Men who were 65 years and older had a twofold increase in risk of myocardial infarction within the first 90 days after filling a prescription for testosterone therapy.
In the younger group, men less than 65 years with pre-existing heart disease showed a two- to three-fold increased risk of myocardial infarction within the 90-day window of filling the first testosterone therapy prescription. However, younger men without a history of heart disease had no excess risk following the initial testosterone treatment, the authors noted.
"The extensive and rapidly increasing use of testosterone treatment and the evidence of risk of heart attack underscore the urgency of further large studies of the risks and the benefits of this treatment. Patients and their physicians should discuss the risk of heart attacks when considering testosterone therapy,” said senior author Sander Greenland, DrPh, of the UCLA Fielding School of Public Health.

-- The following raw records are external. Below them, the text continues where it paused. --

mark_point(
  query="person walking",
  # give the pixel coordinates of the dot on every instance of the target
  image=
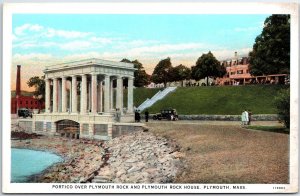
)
(146, 115)
(243, 117)
(118, 115)
(135, 116)
(249, 117)
(138, 116)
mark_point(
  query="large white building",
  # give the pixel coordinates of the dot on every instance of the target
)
(81, 101)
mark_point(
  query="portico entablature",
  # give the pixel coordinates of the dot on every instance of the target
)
(95, 66)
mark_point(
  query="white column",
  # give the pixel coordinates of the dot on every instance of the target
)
(47, 96)
(119, 100)
(55, 95)
(58, 96)
(89, 103)
(106, 93)
(111, 94)
(74, 94)
(94, 93)
(63, 94)
(83, 94)
(100, 107)
(70, 97)
(130, 95)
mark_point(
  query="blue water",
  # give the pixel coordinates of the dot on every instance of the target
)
(25, 163)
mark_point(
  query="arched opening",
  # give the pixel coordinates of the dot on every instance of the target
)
(68, 128)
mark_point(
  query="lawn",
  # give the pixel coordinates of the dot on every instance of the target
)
(228, 153)
(276, 129)
(221, 100)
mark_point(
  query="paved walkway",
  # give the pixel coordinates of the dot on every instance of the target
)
(200, 122)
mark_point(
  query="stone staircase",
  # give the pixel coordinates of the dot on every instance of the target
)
(158, 96)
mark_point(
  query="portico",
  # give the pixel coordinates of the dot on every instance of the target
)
(88, 92)
(92, 81)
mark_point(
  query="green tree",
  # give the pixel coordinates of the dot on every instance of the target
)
(141, 78)
(39, 84)
(180, 73)
(207, 66)
(271, 50)
(282, 101)
(162, 72)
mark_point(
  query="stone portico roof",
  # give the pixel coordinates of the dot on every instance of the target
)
(89, 62)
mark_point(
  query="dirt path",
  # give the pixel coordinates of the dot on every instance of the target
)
(225, 153)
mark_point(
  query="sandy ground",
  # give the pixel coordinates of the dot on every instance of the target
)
(224, 152)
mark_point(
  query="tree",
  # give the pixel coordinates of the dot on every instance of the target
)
(282, 101)
(39, 84)
(207, 66)
(180, 73)
(271, 50)
(162, 72)
(141, 78)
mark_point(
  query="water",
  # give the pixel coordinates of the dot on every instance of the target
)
(25, 163)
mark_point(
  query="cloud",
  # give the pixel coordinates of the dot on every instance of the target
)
(75, 45)
(246, 29)
(21, 30)
(50, 32)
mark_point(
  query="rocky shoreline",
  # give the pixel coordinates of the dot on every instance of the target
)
(139, 157)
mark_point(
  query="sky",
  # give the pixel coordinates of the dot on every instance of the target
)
(40, 40)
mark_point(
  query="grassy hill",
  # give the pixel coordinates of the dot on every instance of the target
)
(140, 95)
(219, 99)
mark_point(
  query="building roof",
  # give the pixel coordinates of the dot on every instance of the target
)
(87, 62)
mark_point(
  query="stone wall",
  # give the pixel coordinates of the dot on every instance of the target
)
(26, 125)
(257, 117)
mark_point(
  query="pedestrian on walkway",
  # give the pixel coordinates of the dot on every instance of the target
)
(249, 117)
(244, 118)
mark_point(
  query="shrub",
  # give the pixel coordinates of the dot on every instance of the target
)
(282, 101)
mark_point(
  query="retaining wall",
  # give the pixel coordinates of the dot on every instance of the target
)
(257, 117)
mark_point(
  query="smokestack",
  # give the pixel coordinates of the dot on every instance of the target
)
(18, 84)
(235, 55)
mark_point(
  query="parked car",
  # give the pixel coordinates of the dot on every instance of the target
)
(170, 114)
(24, 112)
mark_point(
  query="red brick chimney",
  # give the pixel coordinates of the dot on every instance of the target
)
(18, 84)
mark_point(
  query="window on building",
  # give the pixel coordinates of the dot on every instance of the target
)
(240, 72)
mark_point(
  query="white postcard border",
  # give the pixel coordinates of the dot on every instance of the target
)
(149, 8)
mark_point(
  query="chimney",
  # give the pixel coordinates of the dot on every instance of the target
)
(18, 84)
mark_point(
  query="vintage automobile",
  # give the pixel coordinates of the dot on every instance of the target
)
(24, 112)
(170, 114)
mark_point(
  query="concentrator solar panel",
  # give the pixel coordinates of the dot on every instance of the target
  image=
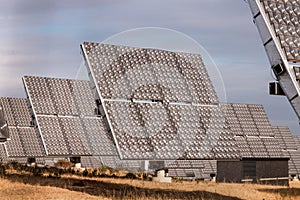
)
(253, 133)
(284, 16)
(158, 131)
(24, 139)
(60, 96)
(285, 137)
(248, 120)
(159, 104)
(133, 73)
(72, 127)
(16, 111)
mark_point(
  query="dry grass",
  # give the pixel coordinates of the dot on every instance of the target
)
(16, 185)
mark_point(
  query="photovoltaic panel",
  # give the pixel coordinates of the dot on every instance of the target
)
(158, 131)
(72, 127)
(253, 133)
(24, 139)
(134, 73)
(248, 119)
(278, 24)
(4, 134)
(297, 140)
(3, 154)
(159, 104)
(285, 137)
(284, 16)
(16, 111)
(60, 96)
(290, 148)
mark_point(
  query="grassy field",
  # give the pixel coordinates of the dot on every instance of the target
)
(16, 185)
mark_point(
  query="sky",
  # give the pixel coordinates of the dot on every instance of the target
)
(42, 38)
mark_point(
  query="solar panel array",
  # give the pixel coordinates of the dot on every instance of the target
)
(287, 141)
(290, 148)
(16, 112)
(147, 74)
(69, 126)
(284, 16)
(200, 169)
(253, 132)
(159, 104)
(24, 138)
(60, 96)
(4, 134)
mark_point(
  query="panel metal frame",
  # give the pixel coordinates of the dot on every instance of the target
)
(276, 55)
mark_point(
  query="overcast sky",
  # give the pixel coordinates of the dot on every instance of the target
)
(42, 38)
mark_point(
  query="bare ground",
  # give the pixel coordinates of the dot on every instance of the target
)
(26, 186)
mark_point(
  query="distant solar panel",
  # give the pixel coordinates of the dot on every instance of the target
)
(3, 154)
(4, 134)
(16, 111)
(253, 132)
(71, 127)
(289, 147)
(60, 96)
(285, 137)
(284, 16)
(278, 22)
(159, 104)
(132, 73)
(24, 139)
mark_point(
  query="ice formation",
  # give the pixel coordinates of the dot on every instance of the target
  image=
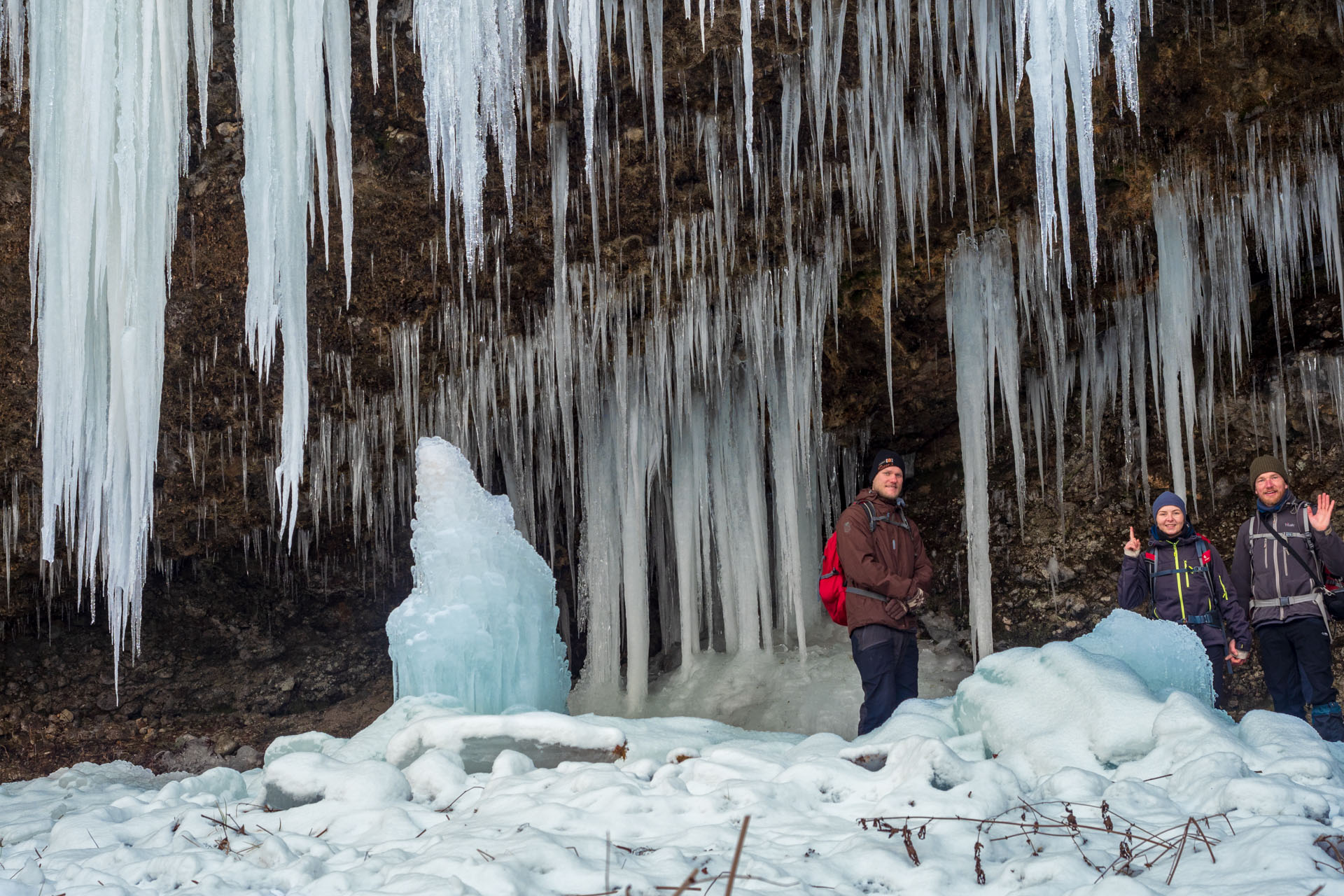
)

The other study cited by the FDA, which was published in JAMA last November (2013; 310:1829-1836), evaluated the association between the use of testosterone therapy and all-cause mortality, myocardial infarction, and stroke among male veterans and whether this association was modified by underlying coronary artery disease.
The researchers, led by first author Rebecca Vigen, MD, of the University of Texas Southwestern Medical Center, Dallas, found that the proportion of patients experiencing events 3 years after coronary angiography was 19.9% in the no testosterone therapy group (average age, 64 years) and 25.7% in the testosterone therapy group (average age, 61 years), for an absolute risk difference of 5.8%.
“These findings raise concerns about the potential safety of testosterone therapy. Future studies including randomized controlled trials are needed to properly characterize the potential risks of testosterone therapy in men with comorbidities,” the authors wrote.
According to the FDA, “Healthcare professionals should consider whether the benefits of FDA-approved testosterone treatment is likely to exceed the potential risks of treatment… We urge healthcare professionals and patients to report side effects involving prescription testosterone products to the FDA MedWatch program.”